A Tale of Two Idiocies


Occasionally I hear from friends and family who have read my latest blog: “You sure had a laugh at someone else’s expense, Mike. But can you turn your humor inward and laugh at yourself?”

I will admit up front that it is far easier to laugh at the foibles of other people than at one’s own silliness. Nonetheless, from time to time I can turn my gaze inward.

In this blog, I want to recount two episodes where I was the butt of the joke. Both events involved a grandparent, although the scenes were separated by more than 20 years.

The first incident happened when I was a young child. If family lore is to be believed — and given my family’s propensity to embellish a tale, factual accuracy is by no means a foregone conclusion — the incident occurred in 1967, when I was four years old. I have no memory of the scenario, so I must recount what I have been told.

The second incident occurred in 1989, when I was 26 years old. I remember it vividly. If I can be considered a faithful correspondent, I can vouch for the veracity of the account.

Episode 1: Granddaddy — Did You Hear Me?

My mother and I lived in Charleston, South Carolina, when I was four years old. Because we lived near the beach, she often took me there to enjoy the sand and surf. In November 1967, six weeks before my fifth birthday, mom and family friend Bob Williamson transported me to the beach at Sullivan’s Island on a blustery autumn afternoon.

This photograph of me dates from 1967.

As children often do, I grew bored easily. After a few minutes of strolling on the beach while I listened to Bob and mom discuss politics, I badgered them to take me swimming.

“You can’t go swimming, Michael. The water is too cold,” mom admonished me repeatedly.

Still, I would not shut up. I have always been a persistent nag.

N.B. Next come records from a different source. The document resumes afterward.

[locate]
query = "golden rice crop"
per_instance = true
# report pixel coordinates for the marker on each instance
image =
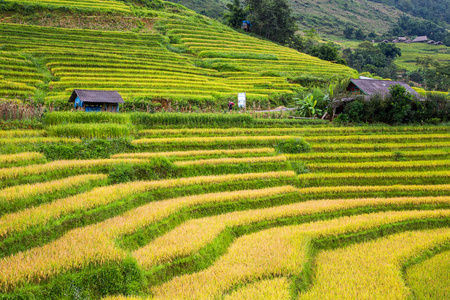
(203, 231)
(228, 160)
(42, 214)
(375, 175)
(297, 131)
(341, 147)
(193, 153)
(21, 157)
(380, 165)
(55, 257)
(377, 138)
(430, 279)
(365, 155)
(278, 251)
(206, 140)
(14, 193)
(371, 270)
(276, 288)
(9, 173)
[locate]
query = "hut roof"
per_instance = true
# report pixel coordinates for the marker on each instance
(419, 39)
(381, 87)
(96, 96)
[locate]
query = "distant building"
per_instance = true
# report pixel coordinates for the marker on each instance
(89, 101)
(247, 26)
(420, 39)
(373, 87)
(365, 88)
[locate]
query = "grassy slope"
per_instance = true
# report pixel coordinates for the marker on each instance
(410, 52)
(179, 56)
(71, 275)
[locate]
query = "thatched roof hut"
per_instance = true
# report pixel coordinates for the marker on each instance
(91, 100)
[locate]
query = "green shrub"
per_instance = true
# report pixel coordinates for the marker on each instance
(88, 149)
(89, 130)
(157, 168)
(66, 117)
(355, 112)
(296, 145)
(92, 282)
(191, 119)
(299, 167)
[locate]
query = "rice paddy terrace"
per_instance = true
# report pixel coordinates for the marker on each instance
(218, 213)
(186, 58)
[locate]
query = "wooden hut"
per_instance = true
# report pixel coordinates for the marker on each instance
(89, 100)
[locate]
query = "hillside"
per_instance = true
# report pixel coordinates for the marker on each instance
(167, 54)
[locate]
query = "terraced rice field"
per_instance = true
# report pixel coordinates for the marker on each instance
(187, 59)
(365, 215)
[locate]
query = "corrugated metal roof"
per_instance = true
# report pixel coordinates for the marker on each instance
(96, 96)
(381, 87)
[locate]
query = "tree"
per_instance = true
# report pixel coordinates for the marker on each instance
(372, 35)
(374, 59)
(326, 51)
(390, 50)
(400, 105)
(236, 14)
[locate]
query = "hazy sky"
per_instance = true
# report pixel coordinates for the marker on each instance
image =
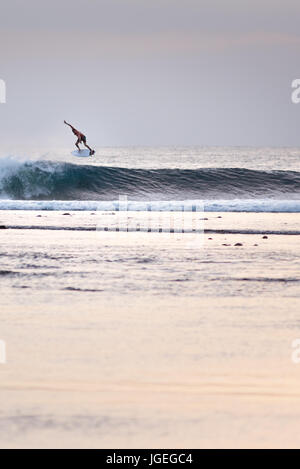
(152, 72)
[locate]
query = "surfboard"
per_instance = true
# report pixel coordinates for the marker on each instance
(81, 153)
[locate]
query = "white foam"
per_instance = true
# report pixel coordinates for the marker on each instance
(266, 205)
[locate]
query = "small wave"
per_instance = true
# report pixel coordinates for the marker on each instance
(48, 180)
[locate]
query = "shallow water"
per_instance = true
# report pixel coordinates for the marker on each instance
(141, 341)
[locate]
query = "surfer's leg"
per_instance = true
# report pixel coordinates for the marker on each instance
(86, 146)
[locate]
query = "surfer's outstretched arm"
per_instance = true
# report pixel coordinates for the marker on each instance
(65, 122)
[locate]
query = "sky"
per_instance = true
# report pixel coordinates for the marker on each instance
(150, 72)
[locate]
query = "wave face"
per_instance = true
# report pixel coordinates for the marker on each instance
(45, 180)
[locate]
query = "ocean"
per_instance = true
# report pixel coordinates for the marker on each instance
(150, 338)
(224, 179)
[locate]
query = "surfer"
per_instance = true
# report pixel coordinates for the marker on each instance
(81, 138)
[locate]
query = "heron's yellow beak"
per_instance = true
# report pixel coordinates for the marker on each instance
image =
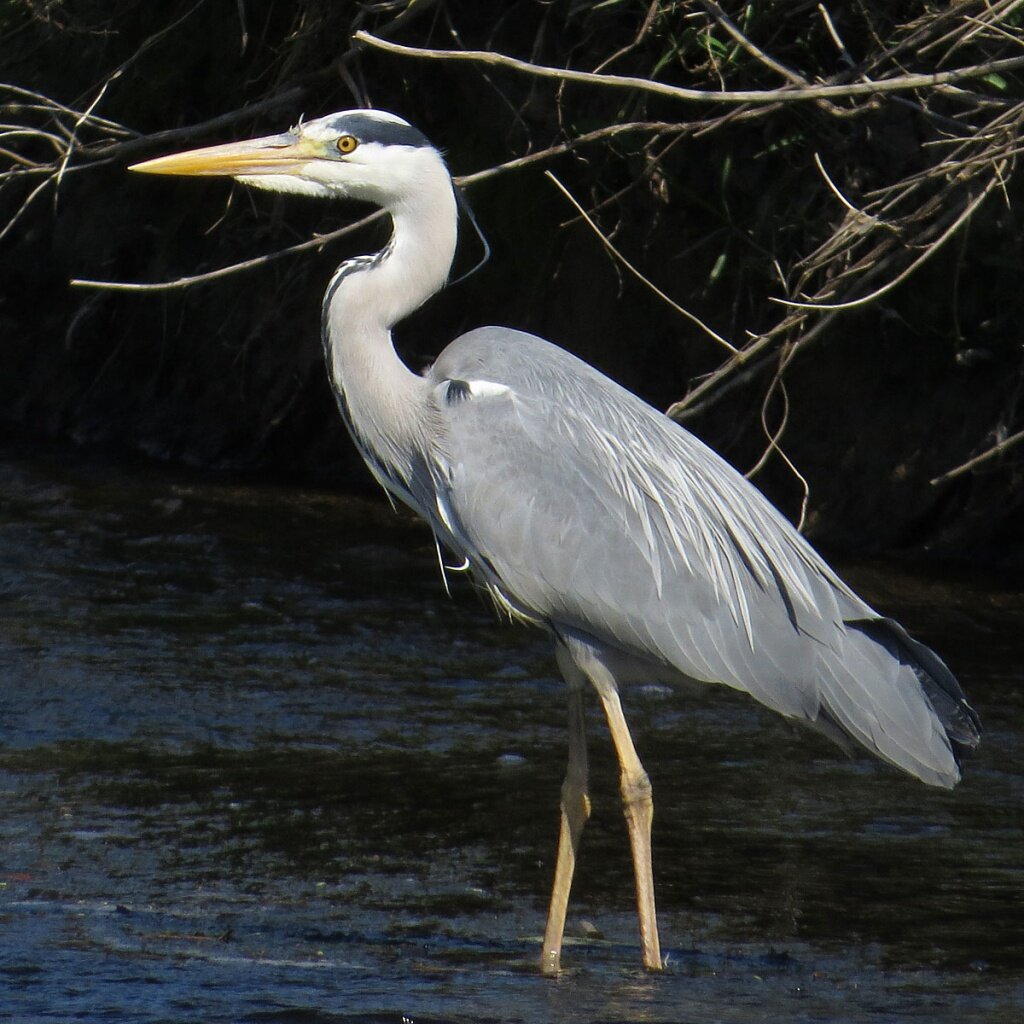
(273, 155)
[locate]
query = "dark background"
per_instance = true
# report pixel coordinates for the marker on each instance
(228, 374)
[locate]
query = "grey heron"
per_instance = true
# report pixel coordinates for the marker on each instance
(583, 510)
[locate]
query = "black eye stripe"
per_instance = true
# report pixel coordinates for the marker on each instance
(367, 128)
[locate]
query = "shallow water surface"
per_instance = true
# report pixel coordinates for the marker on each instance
(256, 766)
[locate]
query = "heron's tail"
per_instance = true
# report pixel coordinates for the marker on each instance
(940, 687)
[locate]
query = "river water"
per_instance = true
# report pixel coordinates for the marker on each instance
(256, 766)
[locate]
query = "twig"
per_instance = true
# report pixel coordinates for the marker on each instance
(900, 83)
(629, 266)
(755, 51)
(929, 252)
(1005, 444)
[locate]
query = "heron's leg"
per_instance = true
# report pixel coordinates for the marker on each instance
(638, 805)
(576, 810)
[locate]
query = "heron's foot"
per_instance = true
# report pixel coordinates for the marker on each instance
(551, 963)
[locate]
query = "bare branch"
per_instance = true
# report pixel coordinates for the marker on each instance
(629, 266)
(899, 83)
(978, 460)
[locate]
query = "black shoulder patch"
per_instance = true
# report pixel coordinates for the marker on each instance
(457, 391)
(368, 128)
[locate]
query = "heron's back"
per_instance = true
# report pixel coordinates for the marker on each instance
(591, 511)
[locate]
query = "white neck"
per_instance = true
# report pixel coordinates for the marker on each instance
(386, 406)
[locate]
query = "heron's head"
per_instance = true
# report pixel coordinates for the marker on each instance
(365, 155)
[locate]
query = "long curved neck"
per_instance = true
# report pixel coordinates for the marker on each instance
(384, 403)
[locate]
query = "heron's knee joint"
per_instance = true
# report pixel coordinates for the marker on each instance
(636, 791)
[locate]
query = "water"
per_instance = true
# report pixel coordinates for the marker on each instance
(255, 766)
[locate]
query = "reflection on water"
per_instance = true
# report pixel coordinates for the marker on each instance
(256, 766)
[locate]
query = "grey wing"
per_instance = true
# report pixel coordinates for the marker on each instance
(584, 508)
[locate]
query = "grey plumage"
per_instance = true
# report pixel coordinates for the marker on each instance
(583, 510)
(653, 545)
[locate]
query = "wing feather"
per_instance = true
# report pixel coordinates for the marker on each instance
(584, 508)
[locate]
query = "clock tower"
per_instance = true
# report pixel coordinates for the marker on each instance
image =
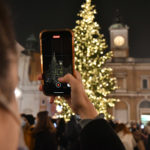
(119, 40)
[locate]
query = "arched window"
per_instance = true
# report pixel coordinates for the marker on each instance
(145, 104)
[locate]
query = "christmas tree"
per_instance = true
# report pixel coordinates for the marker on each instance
(90, 61)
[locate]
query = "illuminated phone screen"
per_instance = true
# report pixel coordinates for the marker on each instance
(57, 61)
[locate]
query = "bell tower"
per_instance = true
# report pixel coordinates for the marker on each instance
(119, 38)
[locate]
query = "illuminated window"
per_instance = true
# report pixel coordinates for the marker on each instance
(145, 84)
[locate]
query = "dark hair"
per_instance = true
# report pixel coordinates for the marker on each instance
(30, 119)
(7, 47)
(44, 123)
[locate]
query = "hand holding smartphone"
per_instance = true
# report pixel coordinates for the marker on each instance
(57, 59)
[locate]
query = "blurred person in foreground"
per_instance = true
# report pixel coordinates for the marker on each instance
(28, 126)
(44, 133)
(96, 133)
(126, 136)
(9, 115)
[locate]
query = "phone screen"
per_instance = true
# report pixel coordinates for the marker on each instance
(57, 61)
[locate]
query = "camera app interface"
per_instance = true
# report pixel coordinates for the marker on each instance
(57, 59)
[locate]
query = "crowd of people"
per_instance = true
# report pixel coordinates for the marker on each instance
(90, 132)
(45, 133)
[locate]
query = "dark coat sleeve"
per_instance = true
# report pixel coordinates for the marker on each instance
(99, 135)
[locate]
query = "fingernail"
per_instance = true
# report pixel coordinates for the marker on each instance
(60, 78)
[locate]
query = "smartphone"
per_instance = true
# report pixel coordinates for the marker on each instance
(57, 59)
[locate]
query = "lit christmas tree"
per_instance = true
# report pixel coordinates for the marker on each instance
(90, 60)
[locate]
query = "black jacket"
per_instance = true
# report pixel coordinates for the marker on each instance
(99, 135)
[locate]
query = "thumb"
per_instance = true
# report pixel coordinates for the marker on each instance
(68, 78)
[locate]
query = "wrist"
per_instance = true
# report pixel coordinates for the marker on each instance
(88, 111)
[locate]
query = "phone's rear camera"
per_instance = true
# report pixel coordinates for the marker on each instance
(58, 84)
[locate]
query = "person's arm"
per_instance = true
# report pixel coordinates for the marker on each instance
(97, 134)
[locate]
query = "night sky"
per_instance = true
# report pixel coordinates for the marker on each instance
(31, 16)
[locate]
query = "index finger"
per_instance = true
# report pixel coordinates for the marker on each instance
(40, 77)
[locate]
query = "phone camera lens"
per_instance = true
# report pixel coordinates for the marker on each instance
(58, 84)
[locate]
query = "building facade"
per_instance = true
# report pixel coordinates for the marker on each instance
(133, 79)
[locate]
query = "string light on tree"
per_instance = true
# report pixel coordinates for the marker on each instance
(90, 60)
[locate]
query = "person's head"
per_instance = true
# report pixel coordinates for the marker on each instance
(30, 119)
(44, 122)
(8, 54)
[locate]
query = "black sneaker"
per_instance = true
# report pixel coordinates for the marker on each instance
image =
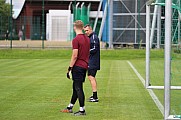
(91, 97)
(94, 100)
(80, 113)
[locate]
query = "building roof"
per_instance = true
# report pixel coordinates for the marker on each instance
(18, 4)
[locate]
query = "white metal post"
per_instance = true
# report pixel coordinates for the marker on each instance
(153, 24)
(168, 23)
(111, 24)
(159, 27)
(136, 19)
(97, 16)
(147, 46)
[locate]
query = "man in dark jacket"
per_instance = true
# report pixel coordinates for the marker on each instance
(78, 67)
(94, 61)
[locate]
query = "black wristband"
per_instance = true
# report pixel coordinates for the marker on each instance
(70, 68)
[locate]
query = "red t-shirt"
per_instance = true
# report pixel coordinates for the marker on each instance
(82, 43)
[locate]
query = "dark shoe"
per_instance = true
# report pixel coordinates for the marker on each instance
(79, 113)
(66, 110)
(91, 97)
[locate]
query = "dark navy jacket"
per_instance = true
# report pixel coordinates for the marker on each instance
(94, 59)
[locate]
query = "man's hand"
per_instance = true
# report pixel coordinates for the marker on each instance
(69, 72)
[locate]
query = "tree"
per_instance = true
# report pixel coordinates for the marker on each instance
(4, 17)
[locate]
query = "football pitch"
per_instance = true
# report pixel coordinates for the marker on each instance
(33, 86)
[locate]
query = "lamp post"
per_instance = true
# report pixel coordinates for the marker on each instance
(11, 24)
(43, 23)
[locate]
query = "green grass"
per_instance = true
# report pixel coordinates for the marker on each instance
(33, 86)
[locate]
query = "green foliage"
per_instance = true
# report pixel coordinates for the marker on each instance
(4, 17)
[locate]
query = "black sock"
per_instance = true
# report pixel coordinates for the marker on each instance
(69, 108)
(95, 95)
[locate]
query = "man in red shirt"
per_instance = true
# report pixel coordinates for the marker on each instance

Bob must have grown tired of my whining because eventually he grabbed me by the arm. Leaning down so we were eye-to-eye, he said, in a loud voice, “Don’t ask again. You can’t go swimming, Michael.”

“Why not?”

“It’s too cold.”

“No, it’s not.”

“Yes. It. Is.”

“Uh-uh.”

He grimaced. “Look, here, boy: If you go in that water when it’s cold outside, you’ll freeze your penis off.”

Mom heard what he said and laughed. His comment did not strike her as funny. It was my reaction that tickled her so. According to mom’s later account, my eyes grew wide and my mouth dropped open in an “O” of surprise. Apparently, I understood what a penis was and I was not enamored of having mine freeze off.

The conversation ended abruptly. I did not ask to go swimming again for the rest of the day. The warning had achieved its intended purpose.

The incident was promptly forgotten — until two weeks later.

In late November, Mom drove the two of us up to enjoy the Thanksgiving holiday with my grandparents in Florence, South Carolina, 110 miles from our apartment.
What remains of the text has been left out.